Devenir son propre patron en bénéficiant de la notoriété d’une enseigne permet de limiter les risques. Mais attention à ne pas laisser s’installer un rapport de force défavorable avec le franchiseur.

Se fier aveuglément aux chiffres fournis par le franchiseur

Le document d’information précontractuelle (DIP) doit être fourni par le réseau au futur franchisé vingt jours minimum avant la signature du contrat de franchise (articles L.330-3 et R330-1 du Code de commerce issus de la loi Doubin). Outre les comptes des deux derniers exercices, une description du marché et les conditions de contractualisation, le DIP doit, entre autres, lister les cinquante franchisés les plus proches et leurs coordonnées, indiquer s’ils sont en redressement ou en liquidation, donner les motifs de sortie du réseau.

Malheureusement, « les candidats accordent trop peu d’importance à la rentabilité du réseau ou au turn-over alors que, chaque année, nombre de franchisés ferment boutique », regrette Rodolphe Galy-Dejean, fondateur de franchise-et-transparence.fr, lui-même ancien franchisé. Les données fournies par le DIP sont de toute façon insuffisantes pour juger.
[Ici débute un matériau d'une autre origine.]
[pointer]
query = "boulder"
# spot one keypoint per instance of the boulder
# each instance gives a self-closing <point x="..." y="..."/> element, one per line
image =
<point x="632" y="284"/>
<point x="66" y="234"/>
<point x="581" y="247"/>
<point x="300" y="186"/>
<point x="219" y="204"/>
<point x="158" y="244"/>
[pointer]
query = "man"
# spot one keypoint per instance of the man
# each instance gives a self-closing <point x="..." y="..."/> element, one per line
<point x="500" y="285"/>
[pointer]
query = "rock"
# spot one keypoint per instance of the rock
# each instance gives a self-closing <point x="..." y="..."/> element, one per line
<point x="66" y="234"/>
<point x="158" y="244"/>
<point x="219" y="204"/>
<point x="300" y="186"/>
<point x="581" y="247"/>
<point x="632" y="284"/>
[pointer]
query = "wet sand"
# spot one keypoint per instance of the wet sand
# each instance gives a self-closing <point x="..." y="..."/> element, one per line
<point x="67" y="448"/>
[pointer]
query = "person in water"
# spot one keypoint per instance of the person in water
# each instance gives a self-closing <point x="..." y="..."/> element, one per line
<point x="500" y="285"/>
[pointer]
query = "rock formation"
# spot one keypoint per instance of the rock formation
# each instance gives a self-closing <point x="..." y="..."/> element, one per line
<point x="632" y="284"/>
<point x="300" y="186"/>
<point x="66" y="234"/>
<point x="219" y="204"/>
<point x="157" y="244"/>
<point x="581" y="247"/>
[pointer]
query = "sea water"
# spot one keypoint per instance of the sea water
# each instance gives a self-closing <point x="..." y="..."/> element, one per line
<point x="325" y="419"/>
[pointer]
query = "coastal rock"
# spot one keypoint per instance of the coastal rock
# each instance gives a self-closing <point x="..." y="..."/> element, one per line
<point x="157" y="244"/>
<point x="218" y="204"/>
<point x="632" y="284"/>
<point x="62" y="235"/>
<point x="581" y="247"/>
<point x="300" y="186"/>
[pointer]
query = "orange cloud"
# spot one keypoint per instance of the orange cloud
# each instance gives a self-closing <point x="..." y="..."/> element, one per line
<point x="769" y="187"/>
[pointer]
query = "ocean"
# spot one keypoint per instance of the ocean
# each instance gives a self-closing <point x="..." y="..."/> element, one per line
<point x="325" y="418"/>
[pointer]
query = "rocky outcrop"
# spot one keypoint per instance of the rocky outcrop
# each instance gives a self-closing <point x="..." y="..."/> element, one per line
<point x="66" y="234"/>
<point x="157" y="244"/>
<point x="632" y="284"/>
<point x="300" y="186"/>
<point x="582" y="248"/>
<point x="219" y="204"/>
Si le franchiseur n’est pas en mesure de répondre aux interrogations, c’est mauvais signe. » Mal intentionné ou pas, ce dernier a tendance à « enjoliver la mariée et à manquer de transparence », relève Alain Lévy, co-auteur de La franchise, réussite ou arnaque !

À faire : « Pour savoir si le réseau progresse ou s’effondre, demandez au franchiseur les arriérés des redevances », préconise Charlotte Bellet, avocate au barreau de Paris. Si les franchisés ont du mal à payer, leur rentabilité peut être mise en doute. Ensuite, contactez 
le maximum d’entre eux. « Demandez-leur des éléments concrets : derniers chiffres d’affaires, marge brute, résultat net, etc. », conseille
 Alain Lévy. Avec le nom des sociétés, vous pouvez « vérifier si les chiffres fournis correspondent bien à la réalité en consultant le site infogreffe.fr », poursuit l’avocate. Si vous ne les y trouvez pas, demandez pourquoi les comptes n’ont pas été déposés.

Négliger la concurrence 
des grandes surfaces et d’internet


Le plus souvent, le franchiseur fait miroiter une exclusivité territoriale. « Sauf qu’en général, il écarte les centres commerciaux, les magasins multimarques et Internet de l’exclusivité, constate Charlotte Bellet. Depuis deux ans, dans le prêt-à-porter notamment, les franchisés subissent une rude concurrence de la vente directe que le franchiseur organise en envoyant des promotions aux titulaires de cartes de fidélité enregistrés par les points de vente. C’est catastrophique ! Ces derniers n’obtiennent aucun pourcentage alors qu’ils servent de cabines d’essayage et de lieux de retour des produits. »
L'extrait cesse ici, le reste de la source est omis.